Веремиенко ухмыльнулся со злостью. Муханов продолжал, неестественно горячась:
– Какое это ужасное чувство – ощущать себя в подполье. Бр… Никогда не занялся бы политикой. Но жизнь, реальная, простая жизнь, быток, человеческая страсть, как это все над нами хозяйничает. Женщина, крикливая, жадная, похотливая, – нельзя верить ни одному слову, – возьмет тебя и поведет куда хочет, предаст за малейшую выгоду. Да какое там – выгоду, за тень наслаждения, за то,
чтоб иметь возможность купить какую-нибудь тряпку.
Изглумится, если увидит, что тебе это больно, – как, знаете, кошка, которая мучит мышь, чтобы скисшая от страха кровь была вкуснее.
На набережной, сплошь асфальтированной, грелись пыльные чахлые деревца из вечнозеленых. Широкий вид на гавань открывался отсюда. В ней было что-то жестяное: от неподвижности водной глади, залитой радужными разводами масел и нефти, от отражений немногочисленных пароходов, пришвартованных к пристаням, – раскраска судов казались резкой и тяжелой. Муханов предложил сесть и говорил безостановочно, не в состоянии пресечь рвущиеся признания. Веремиенко, слушая, отшатывался, как будто слишком наклонялся над темным, заросшим колодцем, который притягивает, – кружится голова.
– Она засосет, втянет в гнусность, при случае этим же попрекнет. Но вот она совершенно, как говорится, разлюбила, предварительно целые недели ругая, оплевывая, стирая малейшие следы, оставшиеся после тебя у нее на душе. Ну, кажется, хоть и не своей волей, а стал свободен.

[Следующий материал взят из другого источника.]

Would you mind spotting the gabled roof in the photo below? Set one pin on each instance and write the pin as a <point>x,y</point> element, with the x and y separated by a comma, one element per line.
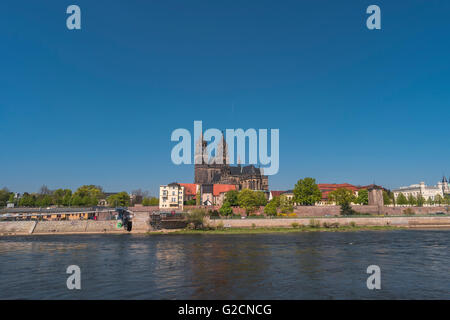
<point>190,189</point>
<point>220,188</point>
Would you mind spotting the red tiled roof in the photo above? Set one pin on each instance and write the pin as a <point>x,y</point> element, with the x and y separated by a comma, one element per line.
<point>277,193</point>
<point>190,189</point>
<point>219,188</point>
<point>326,188</point>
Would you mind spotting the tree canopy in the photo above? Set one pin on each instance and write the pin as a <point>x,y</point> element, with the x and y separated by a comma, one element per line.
<point>306,192</point>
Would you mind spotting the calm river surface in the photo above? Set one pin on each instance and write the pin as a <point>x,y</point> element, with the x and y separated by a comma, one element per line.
<point>415,264</point>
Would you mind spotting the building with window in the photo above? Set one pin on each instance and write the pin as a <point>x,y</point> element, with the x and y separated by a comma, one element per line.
<point>171,197</point>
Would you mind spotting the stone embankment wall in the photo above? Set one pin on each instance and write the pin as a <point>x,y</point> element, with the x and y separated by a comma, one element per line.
<point>320,211</point>
<point>359,221</point>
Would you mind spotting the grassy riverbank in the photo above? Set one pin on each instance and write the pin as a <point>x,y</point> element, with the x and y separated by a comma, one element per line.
<point>279,230</point>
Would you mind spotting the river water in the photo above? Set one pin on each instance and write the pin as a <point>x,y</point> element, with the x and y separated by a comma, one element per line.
<point>415,264</point>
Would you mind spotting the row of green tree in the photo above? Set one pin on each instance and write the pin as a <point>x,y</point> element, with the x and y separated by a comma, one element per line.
<point>247,199</point>
<point>84,196</point>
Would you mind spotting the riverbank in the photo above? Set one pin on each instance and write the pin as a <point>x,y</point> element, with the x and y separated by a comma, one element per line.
<point>141,225</point>
<point>277,230</point>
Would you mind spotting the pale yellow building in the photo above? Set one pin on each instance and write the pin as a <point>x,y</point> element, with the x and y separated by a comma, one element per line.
<point>171,197</point>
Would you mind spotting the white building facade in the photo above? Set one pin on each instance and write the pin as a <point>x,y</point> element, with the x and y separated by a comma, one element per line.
<point>427,192</point>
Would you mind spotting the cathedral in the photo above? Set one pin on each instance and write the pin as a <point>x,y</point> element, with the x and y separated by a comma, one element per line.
<point>220,172</point>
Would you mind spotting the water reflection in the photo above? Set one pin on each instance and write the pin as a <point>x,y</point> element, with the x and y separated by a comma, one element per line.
<point>414,263</point>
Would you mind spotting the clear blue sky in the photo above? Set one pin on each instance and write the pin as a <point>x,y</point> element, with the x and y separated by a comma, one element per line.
<point>98,105</point>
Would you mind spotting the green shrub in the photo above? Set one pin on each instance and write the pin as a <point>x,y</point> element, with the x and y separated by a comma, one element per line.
<point>220,226</point>
<point>409,211</point>
<point>196,217</point>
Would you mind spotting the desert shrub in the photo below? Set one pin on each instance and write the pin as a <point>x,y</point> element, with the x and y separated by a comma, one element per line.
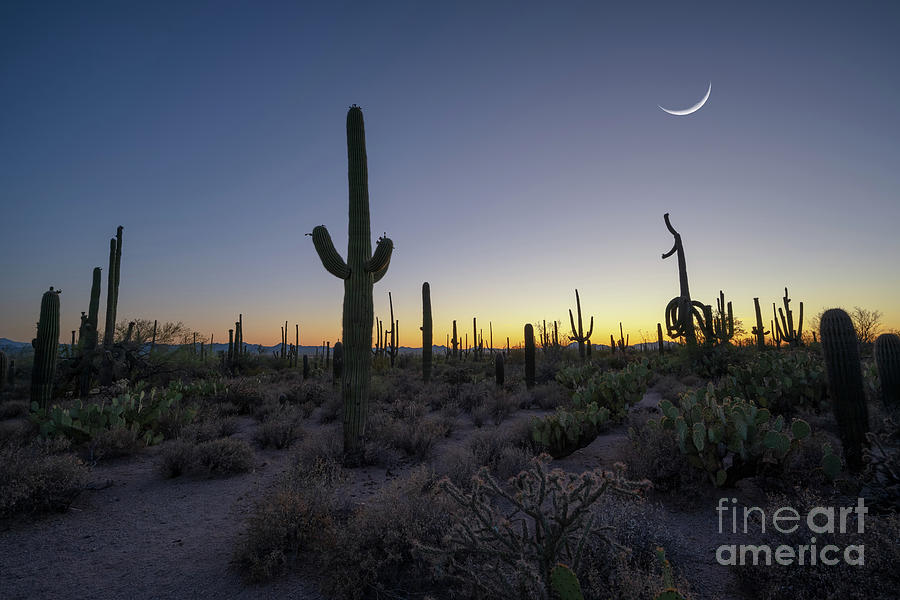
<point>373,554</point>
<point>332,409</point>
<point>326,443</point>
<point>877,579</point>
<point>226,456</point>
<point>13,410</point>
<point>114,443</point>
<point>505,543</point>
<point>34,479</point>
<point>280,430</point>
<point>177,458</point>
<point>654,454</point>
<point>639,529</point>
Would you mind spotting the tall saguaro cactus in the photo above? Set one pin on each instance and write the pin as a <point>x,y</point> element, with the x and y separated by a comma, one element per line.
<point>845,383</point>
<point>680,311</point>
<point>360,271</point>
<point>529,356</point>
<point>46,349</point>
<point>112,288</point>
<point>579,335</point>
<point>427,340</point>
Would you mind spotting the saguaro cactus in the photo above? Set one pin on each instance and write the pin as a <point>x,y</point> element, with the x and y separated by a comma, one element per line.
<point>786,329</point>
<point>680,311</point>
<point>759,330</point>
<point>839,344</point>
<point>887,360</point>
<point>529,356</point>
<point>361,270</point>
<point>112,289</point>
<point>46,348</point>
<point>427,340</point>
<point>579,335</point>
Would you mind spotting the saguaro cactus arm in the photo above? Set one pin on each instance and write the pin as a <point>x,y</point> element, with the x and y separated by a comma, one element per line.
<point>381,258</point>
<point>329,256</point>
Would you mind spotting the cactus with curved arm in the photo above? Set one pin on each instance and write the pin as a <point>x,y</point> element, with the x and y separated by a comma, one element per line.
<point>578,335</point>
<point>359,272</point>
<point>681,311</point>
<point>786,329</point>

Новая мила хоть тем, что не так распоясывается, помягче, посдержанней. Так не тут-то было. Возможность насладиться и этим убогим удовольствием отнята: опять вмешивается природа, она вспоминает твою обиду, жжет оскорбленным самолюбием, и ты еще сильнее сквозь ленивые содрогания с другой начинаешь желать ту, от которой только что освободился. Старые прелести кажутся по-новому приманчивыми. Знакомая влажность, запах, телодвижения, все это становится снова необходимым. И
идешь, как пес по следу… И снова слезами, мольбами,
унижениями, которыми, в сущности, наслаждаешься, клеишь общую жизнь. Через некоторое время она разбивается, давая ложную уверенность, что вот именно это –
«последний раз». Но ты как приводным ремнем навсегда втянут в верченье супружества, с тошнотой, с зеленью в лице видишь, как тебя унизили, сломили. А тут уж недалеко окунуться в подлость, в преступление, потому что «надо же жить! Не могу же я ходить голой! Не зарабатываешь, не женись!». В злобе на весь свет за свою слабохарактерность готов отыграться на чем попало…
Некоторые слова, в подражанье слышанному, он произносил с брезгливой кривизной в лице, с деланными жестами. Ему, видно, не сиделось.
– Знаете что, пойдемте в духан, – тут недалеко брат
Тер-Погосова содержит. Бездарный брат гения.
В кабачке сыроватая темнота полуподвала смешивалась с тонкими, отдающими ребяческой пеленкой испарениями кислого молока, вина, душистых травок. Угрюмый, неразговорчивый духанщик цвета шепталы действительно походил на Георгия Романовича. Муханов едва с ним поздоровался, выпил вина и, по-прежнему отрывисто, не смягчаясь, коротким дыханием выбрасывал:
– После революции, после пайкового хлеба, женщины как-то особенно возжелали всего этого. (Он показал на прилавок, где разлеталась белесая, в зеленых травянистых усах поросячья голова.) Изо дня в день хлебая в московских столовках суп из «карих глазок», мы думали, что поросенок
– пища богов. Но при военном коммунизме было одно, что заставляло видеть мир по-другому и после чего новая экономическая политика всякому порядочному человеку должна казаться отвратной: это бесплатность, святая даровщина. Женщины плохо осваивались с этим принципом и теперь словно наверстывают потерянное. Никогда не было среди них такой глубокой продажности, коры расчета: на время, на ночь, ни одного лишнего раза, – платите.
Онуфрий Ипатыч стыдился взглянуть в лицо собеседнику. Мертвый гнет давил плечи. И хотя знал, что Муханов всегда осмотрителен с вином, все же перебил его тягостную исповедь напоминанием, что пить много не следует, и к уполномоченному надо, и расчеты кончать.